# [Q] Latest Official release of MIUI?



## tb110895 (Jun 12, 2011)

I just bought boot manager so I thought I'd try MIUI again. Haven't ran it since framework stopped support, so can anyone point me in the right direction for the latest official release? Or I heard Ace's builds are stable. What bugs are left in the miui ports now?

Thanks!


----------



## kevdliu (Jun 30, 2011)

go to the developer section and find ace's miui thread. the latest usable is .23. .7 is scheduled to come out soon. the problems i believe are unsticky settings, BT, partly broken GSM, and wakelock. there might be more idk


----------



## aceoyame (Jun 23, 2011)

Wakelock should be fixed with defy, if anything the battery is still miles better with it. Gsm calls work, data if you **** with it enough and lastly bt isn't working quite yet. Some sticky settings still exist. We are skipping .7 since I had to many issue with that and using todays release


----------



## tb110895 (Jun 12, 2011)

"kevdliu said:


> go to the developer section and find ace's miui thread. the latest usable is .23. .7 is scheduled to come out soon. the problems i believe are unsticky settings, BT, partly broken GSM, and wakelock. there might be more idk


I have a regular D2, does that change anything?


----------



## kevdliu (Jun 30, 2011)

tb110895 said:


> I have a regular D2, does that change anything?

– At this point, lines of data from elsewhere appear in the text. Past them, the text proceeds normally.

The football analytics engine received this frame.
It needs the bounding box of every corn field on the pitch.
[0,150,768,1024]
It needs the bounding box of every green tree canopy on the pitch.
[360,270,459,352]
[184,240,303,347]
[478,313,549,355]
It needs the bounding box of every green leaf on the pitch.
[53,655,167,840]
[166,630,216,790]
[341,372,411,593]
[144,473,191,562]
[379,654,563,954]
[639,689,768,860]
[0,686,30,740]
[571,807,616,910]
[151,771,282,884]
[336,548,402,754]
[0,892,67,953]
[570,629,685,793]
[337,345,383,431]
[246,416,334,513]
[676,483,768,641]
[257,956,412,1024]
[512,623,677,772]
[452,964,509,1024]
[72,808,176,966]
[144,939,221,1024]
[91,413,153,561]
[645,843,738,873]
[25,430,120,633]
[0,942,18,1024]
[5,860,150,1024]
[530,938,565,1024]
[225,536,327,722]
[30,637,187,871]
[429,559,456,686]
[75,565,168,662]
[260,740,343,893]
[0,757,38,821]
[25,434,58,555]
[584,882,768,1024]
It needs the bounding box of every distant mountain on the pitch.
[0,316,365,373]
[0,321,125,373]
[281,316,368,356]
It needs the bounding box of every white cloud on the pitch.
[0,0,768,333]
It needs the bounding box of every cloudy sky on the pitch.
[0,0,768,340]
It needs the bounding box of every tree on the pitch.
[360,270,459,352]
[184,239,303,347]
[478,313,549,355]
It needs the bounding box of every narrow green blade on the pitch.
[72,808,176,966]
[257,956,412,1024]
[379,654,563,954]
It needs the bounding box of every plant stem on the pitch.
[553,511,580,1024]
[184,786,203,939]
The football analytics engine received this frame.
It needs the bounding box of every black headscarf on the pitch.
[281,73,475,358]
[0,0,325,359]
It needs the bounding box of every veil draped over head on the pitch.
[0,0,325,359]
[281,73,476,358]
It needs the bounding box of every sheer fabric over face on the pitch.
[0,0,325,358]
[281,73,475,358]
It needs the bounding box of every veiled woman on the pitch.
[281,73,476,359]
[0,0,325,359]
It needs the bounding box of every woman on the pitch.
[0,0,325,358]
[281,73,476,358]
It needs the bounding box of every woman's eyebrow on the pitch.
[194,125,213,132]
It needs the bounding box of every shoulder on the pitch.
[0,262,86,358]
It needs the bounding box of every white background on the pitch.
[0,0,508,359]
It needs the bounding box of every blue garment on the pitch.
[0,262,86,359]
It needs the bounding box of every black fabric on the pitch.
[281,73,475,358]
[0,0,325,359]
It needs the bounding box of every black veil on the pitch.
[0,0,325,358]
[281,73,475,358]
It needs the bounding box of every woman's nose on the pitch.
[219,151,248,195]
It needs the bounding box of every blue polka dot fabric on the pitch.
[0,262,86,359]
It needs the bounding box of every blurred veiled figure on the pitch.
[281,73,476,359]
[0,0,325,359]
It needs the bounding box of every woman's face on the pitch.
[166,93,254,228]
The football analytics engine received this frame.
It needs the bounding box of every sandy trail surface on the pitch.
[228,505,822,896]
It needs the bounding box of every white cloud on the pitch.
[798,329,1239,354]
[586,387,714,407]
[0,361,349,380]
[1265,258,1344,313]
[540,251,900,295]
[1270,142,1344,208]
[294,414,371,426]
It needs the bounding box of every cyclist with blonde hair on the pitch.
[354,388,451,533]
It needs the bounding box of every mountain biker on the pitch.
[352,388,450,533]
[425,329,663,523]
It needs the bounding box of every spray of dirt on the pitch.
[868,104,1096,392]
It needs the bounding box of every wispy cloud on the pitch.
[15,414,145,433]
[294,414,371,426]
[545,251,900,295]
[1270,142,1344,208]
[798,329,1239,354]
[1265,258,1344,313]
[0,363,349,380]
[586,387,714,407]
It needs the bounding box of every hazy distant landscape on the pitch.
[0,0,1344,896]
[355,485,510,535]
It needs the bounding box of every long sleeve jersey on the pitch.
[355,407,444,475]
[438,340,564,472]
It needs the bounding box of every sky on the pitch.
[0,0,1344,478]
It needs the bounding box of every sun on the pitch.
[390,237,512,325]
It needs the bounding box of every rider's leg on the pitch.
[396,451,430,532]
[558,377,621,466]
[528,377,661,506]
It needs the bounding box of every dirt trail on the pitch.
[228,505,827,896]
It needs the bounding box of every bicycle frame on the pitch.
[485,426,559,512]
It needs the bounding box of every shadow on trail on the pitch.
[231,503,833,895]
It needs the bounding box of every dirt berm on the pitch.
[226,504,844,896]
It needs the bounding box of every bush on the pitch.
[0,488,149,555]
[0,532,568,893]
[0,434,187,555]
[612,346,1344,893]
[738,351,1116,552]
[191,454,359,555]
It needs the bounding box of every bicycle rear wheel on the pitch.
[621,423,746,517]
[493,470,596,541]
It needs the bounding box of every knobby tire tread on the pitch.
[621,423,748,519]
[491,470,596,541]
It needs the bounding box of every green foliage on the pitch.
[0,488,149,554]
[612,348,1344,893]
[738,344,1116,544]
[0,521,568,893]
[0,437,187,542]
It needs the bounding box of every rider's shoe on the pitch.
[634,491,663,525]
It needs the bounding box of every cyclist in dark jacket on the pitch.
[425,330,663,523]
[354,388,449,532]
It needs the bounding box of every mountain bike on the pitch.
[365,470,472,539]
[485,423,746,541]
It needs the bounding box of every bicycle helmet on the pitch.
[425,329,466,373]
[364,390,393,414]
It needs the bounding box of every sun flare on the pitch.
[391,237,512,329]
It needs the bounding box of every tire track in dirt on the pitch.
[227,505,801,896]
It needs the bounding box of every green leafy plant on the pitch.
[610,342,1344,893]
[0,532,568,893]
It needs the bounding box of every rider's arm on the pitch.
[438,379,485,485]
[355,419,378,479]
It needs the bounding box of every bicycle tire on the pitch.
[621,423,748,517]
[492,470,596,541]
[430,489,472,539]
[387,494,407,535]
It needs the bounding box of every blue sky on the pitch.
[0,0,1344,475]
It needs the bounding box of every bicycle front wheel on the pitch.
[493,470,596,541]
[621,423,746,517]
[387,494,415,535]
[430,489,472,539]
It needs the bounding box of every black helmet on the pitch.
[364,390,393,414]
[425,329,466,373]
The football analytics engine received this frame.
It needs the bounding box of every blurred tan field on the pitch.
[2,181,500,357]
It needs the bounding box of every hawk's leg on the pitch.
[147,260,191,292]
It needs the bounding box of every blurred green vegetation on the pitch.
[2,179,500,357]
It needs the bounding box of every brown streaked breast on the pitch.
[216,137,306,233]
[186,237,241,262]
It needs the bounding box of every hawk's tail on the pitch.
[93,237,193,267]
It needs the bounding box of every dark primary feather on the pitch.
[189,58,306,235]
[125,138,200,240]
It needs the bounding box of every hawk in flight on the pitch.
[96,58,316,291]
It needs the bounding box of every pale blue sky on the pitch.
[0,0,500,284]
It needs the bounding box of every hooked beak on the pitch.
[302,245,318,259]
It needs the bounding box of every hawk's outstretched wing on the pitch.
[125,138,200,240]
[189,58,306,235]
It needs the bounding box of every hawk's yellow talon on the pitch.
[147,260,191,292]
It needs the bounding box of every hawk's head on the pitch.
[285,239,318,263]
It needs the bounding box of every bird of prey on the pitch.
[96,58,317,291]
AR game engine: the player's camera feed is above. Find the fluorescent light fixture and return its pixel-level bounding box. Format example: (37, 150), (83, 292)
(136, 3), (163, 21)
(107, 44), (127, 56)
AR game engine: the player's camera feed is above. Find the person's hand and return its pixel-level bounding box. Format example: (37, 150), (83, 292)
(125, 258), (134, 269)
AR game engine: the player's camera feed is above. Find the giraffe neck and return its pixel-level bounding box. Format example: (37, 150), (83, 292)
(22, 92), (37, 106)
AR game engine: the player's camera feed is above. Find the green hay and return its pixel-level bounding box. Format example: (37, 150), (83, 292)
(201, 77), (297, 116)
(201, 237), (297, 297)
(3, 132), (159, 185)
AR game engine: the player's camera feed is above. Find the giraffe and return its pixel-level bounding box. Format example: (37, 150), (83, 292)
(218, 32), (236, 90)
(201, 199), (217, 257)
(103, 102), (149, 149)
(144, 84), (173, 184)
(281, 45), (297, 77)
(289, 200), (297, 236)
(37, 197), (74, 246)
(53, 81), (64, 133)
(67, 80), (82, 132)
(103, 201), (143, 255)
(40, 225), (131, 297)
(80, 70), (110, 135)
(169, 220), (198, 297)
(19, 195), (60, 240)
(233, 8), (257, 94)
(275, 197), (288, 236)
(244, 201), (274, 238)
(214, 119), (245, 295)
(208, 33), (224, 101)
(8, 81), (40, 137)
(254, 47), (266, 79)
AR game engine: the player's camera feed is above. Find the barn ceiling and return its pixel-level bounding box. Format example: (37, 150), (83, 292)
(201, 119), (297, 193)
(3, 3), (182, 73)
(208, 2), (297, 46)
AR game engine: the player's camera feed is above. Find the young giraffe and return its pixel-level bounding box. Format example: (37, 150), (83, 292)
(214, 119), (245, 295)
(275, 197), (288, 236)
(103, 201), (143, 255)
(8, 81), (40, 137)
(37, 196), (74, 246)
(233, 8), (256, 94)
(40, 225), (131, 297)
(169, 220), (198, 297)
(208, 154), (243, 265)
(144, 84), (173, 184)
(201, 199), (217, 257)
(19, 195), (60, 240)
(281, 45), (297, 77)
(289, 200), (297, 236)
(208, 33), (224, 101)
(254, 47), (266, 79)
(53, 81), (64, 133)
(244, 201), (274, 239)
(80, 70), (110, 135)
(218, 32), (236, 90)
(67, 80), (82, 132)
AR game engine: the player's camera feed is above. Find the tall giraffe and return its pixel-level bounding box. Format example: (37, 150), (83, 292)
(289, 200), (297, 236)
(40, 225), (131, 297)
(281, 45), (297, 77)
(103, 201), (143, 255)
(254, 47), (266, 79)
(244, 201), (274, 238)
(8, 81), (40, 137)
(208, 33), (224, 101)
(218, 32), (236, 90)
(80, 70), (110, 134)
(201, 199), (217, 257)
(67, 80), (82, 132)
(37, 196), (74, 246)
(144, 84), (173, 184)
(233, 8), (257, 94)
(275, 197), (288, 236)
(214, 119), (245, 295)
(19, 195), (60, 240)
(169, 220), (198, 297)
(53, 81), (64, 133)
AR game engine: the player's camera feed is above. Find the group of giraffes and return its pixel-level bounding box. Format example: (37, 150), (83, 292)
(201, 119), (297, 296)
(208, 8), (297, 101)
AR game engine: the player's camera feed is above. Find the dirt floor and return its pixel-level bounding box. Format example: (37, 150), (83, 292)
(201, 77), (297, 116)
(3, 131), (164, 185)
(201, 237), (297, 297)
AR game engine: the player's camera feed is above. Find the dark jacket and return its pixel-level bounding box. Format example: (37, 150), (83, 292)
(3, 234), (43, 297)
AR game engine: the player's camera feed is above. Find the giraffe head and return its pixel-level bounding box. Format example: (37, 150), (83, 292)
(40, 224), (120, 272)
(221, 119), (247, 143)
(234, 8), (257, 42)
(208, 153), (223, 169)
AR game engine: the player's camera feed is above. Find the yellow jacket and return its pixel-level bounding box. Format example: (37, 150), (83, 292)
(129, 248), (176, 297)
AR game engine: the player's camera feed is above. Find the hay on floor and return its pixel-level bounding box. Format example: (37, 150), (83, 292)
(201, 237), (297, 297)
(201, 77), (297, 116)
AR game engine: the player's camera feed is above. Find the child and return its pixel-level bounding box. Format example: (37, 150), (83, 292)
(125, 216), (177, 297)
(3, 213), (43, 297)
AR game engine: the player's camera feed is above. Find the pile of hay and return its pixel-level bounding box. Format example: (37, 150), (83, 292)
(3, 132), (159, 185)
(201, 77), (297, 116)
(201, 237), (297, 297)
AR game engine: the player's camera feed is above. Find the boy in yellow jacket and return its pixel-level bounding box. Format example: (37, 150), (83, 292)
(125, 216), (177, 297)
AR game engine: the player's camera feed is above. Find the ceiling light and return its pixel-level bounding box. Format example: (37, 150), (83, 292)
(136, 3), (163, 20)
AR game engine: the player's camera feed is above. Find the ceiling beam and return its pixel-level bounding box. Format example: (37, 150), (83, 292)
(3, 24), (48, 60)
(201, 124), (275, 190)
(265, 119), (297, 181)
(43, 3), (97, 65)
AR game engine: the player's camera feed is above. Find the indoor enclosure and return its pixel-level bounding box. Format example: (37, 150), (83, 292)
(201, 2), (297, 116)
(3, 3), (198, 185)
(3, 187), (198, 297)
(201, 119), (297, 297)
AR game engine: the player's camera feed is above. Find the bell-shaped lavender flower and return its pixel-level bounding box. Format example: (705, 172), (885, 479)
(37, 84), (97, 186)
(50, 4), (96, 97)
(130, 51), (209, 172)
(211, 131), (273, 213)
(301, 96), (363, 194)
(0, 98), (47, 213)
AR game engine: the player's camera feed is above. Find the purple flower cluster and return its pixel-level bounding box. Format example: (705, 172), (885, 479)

well i dont know who is the dev for d2 miui. go the the dev section of d2 and see if you can find anything. or you can just go to miui.us, download the d2 version, and flash it. be prepared to sbf because it might get stuck at M. I dont think you can use the d2g version on d2


----------



## srimay (Oct 11, 2011)

"kevdliu said:


> well i dont know who is the dev for d2 miui. go the the dev section of d2 and see if you can find anything. or you can just go to miui.us, download the d2 version, and flash it. be prepared to sbf because it might get stuck at M. I dont think you can use the d2g version on d2


You can't. I found out the hard way a few days ago.

Stiff spliff announced a repaired update of the latest roms earlier today so hopefully the devs will have something new for us shortly.


----------